TEAM LEADER : Pierre-Louis Tharaux and Eric Camerer
Mail : pierre-louis.tharaux@inserm.fr /or/ eric.camerer@inserm.fr
PHONE :
THARAUX: +33 6 89 50 29 48
CAMERER: +33 1 53 98 80 48
Localisation :
Tharaux lab: 2nd floor, room 219
Camerer lab: 3rd floor, room 361
DOCTORAL SCHOOL : Ecole Doctorale Bio Sorbonne Paris Cité (BioSPC)
The PL Tharaux and O Lenoir group study the pathophysiological mechanisms of glomerular injury in rare glomerulopathies and common chronic kidney diseases (CKD).
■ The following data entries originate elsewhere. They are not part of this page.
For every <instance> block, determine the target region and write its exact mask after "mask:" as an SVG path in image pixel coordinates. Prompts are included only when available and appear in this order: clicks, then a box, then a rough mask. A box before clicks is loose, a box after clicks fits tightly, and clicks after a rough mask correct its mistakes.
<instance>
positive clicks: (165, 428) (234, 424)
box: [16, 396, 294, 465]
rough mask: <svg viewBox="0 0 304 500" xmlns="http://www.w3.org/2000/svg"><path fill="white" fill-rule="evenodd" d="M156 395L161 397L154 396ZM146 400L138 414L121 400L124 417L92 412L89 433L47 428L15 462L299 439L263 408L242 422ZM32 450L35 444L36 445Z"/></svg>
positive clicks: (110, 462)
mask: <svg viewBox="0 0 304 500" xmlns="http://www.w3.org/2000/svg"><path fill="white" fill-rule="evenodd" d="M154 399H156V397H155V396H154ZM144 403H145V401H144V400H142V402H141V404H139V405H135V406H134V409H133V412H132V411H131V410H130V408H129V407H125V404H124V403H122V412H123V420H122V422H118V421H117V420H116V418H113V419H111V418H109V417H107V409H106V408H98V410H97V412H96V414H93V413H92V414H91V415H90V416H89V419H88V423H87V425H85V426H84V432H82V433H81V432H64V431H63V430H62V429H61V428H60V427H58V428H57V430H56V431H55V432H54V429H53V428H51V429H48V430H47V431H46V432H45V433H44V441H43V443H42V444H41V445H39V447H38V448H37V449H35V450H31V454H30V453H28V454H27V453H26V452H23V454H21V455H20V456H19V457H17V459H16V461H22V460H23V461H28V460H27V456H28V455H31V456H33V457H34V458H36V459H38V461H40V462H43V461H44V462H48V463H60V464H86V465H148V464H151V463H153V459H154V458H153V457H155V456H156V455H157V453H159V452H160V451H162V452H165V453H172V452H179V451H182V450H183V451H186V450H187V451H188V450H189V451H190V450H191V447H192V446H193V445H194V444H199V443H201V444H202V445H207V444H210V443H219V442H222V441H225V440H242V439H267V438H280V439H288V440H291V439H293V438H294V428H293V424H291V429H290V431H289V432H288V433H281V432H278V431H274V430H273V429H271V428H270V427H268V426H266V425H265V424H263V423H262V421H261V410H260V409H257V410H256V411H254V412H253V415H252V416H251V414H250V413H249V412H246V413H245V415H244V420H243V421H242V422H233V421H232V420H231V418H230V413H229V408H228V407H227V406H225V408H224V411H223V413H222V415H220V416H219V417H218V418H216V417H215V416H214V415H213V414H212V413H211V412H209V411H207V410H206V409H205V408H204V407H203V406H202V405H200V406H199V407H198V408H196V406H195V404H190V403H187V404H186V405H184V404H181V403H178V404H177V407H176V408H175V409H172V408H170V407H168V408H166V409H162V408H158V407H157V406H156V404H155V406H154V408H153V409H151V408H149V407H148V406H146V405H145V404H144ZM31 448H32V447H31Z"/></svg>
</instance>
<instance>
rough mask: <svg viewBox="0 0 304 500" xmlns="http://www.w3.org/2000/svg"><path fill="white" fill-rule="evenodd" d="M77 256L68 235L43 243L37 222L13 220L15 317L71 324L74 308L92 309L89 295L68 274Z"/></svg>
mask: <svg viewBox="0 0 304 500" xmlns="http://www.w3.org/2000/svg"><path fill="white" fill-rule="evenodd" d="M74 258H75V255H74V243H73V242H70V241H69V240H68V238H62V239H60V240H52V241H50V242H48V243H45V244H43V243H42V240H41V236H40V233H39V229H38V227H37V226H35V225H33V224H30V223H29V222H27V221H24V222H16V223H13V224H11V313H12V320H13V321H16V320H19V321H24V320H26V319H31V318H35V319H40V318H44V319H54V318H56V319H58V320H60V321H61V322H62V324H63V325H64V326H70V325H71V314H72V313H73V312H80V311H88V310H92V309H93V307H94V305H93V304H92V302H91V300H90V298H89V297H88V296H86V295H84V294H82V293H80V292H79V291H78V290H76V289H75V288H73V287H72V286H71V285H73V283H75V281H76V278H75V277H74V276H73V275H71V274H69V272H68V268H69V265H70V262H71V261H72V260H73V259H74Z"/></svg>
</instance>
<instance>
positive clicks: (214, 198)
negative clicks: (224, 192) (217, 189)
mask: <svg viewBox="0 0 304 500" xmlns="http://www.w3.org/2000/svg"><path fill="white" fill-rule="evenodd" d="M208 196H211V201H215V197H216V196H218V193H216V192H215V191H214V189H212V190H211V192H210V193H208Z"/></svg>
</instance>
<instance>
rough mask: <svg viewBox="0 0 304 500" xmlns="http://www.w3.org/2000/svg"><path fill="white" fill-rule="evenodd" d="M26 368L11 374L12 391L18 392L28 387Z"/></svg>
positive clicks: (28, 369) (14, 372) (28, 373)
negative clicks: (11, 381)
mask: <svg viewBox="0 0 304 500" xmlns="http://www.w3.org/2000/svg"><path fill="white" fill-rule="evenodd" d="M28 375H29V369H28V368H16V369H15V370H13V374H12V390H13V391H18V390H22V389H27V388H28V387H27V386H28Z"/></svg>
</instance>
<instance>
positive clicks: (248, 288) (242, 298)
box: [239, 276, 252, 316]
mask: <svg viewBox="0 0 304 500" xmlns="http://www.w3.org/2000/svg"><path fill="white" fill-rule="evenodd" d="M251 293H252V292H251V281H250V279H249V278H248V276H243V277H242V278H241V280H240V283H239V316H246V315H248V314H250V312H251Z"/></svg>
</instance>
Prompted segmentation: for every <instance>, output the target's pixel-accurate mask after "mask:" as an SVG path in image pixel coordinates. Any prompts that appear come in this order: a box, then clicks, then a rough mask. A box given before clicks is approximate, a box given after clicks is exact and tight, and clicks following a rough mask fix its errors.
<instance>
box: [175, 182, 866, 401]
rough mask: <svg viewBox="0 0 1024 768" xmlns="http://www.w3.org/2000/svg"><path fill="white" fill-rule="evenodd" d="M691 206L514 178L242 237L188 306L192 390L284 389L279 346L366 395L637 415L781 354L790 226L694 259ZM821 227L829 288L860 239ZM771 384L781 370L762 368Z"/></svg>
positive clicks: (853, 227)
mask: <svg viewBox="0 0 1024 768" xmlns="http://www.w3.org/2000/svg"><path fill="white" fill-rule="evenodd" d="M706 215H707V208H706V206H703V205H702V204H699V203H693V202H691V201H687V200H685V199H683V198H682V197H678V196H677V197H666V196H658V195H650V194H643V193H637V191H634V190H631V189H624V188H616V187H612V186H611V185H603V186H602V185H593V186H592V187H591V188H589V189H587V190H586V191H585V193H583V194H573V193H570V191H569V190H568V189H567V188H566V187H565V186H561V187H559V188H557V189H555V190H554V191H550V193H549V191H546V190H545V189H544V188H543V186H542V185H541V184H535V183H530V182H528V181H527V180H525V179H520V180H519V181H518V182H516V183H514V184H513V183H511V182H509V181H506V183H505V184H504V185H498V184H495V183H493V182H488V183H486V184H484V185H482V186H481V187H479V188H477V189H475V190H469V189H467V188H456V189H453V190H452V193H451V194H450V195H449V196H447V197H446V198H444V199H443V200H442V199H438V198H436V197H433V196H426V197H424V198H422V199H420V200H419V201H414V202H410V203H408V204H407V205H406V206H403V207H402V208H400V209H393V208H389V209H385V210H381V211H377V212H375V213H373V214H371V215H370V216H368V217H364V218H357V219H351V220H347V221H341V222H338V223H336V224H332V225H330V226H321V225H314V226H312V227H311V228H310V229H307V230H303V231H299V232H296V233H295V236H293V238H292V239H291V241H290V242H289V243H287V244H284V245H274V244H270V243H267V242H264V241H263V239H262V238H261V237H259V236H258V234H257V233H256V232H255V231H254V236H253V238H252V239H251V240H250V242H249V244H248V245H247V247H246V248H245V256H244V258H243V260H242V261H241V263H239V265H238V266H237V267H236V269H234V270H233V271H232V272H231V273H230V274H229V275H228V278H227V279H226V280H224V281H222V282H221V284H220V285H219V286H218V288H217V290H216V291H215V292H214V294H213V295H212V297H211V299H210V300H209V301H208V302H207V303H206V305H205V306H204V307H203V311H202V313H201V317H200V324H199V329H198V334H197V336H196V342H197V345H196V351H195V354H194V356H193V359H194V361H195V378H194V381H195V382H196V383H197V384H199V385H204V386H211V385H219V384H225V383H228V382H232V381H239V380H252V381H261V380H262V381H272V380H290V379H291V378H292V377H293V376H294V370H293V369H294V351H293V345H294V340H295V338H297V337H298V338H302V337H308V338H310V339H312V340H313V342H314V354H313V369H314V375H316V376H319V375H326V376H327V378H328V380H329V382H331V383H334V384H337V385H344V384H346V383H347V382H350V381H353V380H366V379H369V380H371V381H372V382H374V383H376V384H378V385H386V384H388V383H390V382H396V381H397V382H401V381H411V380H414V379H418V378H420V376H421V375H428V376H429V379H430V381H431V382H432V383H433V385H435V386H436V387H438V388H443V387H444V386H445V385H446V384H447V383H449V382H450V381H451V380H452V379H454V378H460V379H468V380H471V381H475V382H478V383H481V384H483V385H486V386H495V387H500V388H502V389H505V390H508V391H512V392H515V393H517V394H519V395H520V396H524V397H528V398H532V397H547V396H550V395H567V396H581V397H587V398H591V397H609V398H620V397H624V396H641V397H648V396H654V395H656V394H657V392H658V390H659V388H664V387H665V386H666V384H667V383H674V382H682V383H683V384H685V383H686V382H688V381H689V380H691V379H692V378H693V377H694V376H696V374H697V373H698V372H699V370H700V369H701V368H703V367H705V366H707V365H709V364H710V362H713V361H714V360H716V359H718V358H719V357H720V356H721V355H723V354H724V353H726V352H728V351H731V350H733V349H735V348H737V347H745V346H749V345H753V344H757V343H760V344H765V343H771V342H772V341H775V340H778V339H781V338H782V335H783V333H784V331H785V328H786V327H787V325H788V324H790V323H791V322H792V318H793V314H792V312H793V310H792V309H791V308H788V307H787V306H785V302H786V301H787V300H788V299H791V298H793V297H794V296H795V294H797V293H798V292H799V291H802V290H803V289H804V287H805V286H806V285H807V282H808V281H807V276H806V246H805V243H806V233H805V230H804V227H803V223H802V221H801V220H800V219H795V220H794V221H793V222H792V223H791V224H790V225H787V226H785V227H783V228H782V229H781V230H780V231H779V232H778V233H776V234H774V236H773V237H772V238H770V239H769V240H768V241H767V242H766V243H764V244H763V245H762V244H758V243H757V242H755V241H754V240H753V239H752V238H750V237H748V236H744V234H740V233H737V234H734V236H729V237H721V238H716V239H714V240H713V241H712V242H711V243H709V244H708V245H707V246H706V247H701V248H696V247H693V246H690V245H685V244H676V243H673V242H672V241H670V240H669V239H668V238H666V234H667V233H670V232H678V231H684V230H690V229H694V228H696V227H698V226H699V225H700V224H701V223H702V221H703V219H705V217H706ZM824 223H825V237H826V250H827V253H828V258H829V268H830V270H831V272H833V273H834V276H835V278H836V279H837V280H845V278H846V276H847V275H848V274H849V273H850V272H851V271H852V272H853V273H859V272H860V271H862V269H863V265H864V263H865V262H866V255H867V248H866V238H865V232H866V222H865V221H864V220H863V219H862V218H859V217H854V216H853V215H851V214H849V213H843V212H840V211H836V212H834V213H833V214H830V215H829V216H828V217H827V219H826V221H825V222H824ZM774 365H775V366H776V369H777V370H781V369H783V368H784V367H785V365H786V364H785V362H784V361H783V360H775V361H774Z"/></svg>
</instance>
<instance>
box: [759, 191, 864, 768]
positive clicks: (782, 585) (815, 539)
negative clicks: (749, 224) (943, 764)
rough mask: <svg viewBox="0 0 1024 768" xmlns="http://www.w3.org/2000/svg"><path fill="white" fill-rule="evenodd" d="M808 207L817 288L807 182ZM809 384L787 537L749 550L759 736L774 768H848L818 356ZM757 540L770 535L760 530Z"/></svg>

Rapidly progressive crescentic glomerulonephritis (CGN) and focal segmental glomerulosclerosis (FSGS) are severe kidney diseases responsible for irreversible renal failure, which is also a major risk factor for cardiovascular mortality. CGN can even result in a loss of kidney function within days or weeks. Despite the aggressiveness of immunosuppressive protocols applied, treatments against CGN have limited effectiveness. Similarly, there is no approved, specific treatment for FSGS.
We aim to identify druggable pathways and markers of pathogenic glomerular epithelial cells in CGN and FSGS.
Diabetic nephropathy is the leading cause of end-stage renal disease in industrialized countries. Hypertension is a common comorbidity factor of diabetes and diabetic patients with poorly controlled blood pressure commonly present more severe and unclassical renal complications, highlighting the main role of hemodynamic factors to promote glomerular injury. Despite the strong prevalence of diabetic nephropathy worldwide and the emergence of the recent sodium glucose cotransporter 2 inhibitors and glucagon-like peptide 1 receptor agonists, providing significant but only partial efficacy to prevent cardiovascular events and kidney failure, there are currently no therapies to specifically prevent glomerular cells injury during diabetes and hypertension.
We aim to identify mechanisms of kidney cells tolerance during diabetes and hypertension.
We dissected mechanisms driving the development of extracapillary lesions in FSGS and CGN. We addressed the key question of how parietal epithelial cells (PECs) invade glomerular capillaries, promoting injury and kidney failure. We showed that expression of the tetraspanin CD9 increases markedly in PECs in mouse models of CGN and FSGS and in the kidneys of individuals diagnosed with these diseases. Cd9 gene targeting in PECs prevents glomerular damage in CGN and FSGS mouse models. Mechanistically, CD9 deficiency prevents the oriented migration of PECs into the glomerular tuft and their acquisition of CD44 and β1 integrin expression. These findings highlight a critical role for de novo expression of CD9 as a common pathogenic switch driving the PEC phenotype in CGN and FSGS while offering a potential therapeutic avenue to treat these conditions. Our findings reinforce this paradigm that “activation” of resident glomerular cells play a key role in disease progression and extend the concept by examining interactions between surrounding cellular and molecular systems involved in RPGN.
We uncovered the roles of the ET-1 receptors in myeloid cells in vascular diseases. Myeloid ETB receptors command the concentration of the ET-1 vasoconstrictor in the arterial wall and tissues. Two studies demonstrated the key role for the myeloid ETB receptors in the control of systemic vascular resistance and blood pressure as well as in hypertensive kidney and retina injuries.
We highlighted mechanisms of podocyte injury in chronic kidney disease linking the hypertensive and diabetic environment to the dysregulation of podocyte autophagy. We demonstrated that aberrant calpain activation in podocytes promotes autophagy impairment and subsequent podocyte injury. Calpain inhibition restored podocyte autophagy, limiting podocyte injury in disease models of hypertension and diabetes.
In 2020-21, PL Tharaux co-constructed the CORIMUNO-19 Collaborative Group and thereby contributed to a series of randomised clinical trials to test the efficacy of immunomodulatory drugs in preventing severe forms of COVID-19 and collaborated to investigate the immunopathology of COVID-19. Some of these seminal studies were initiated by B Terrier.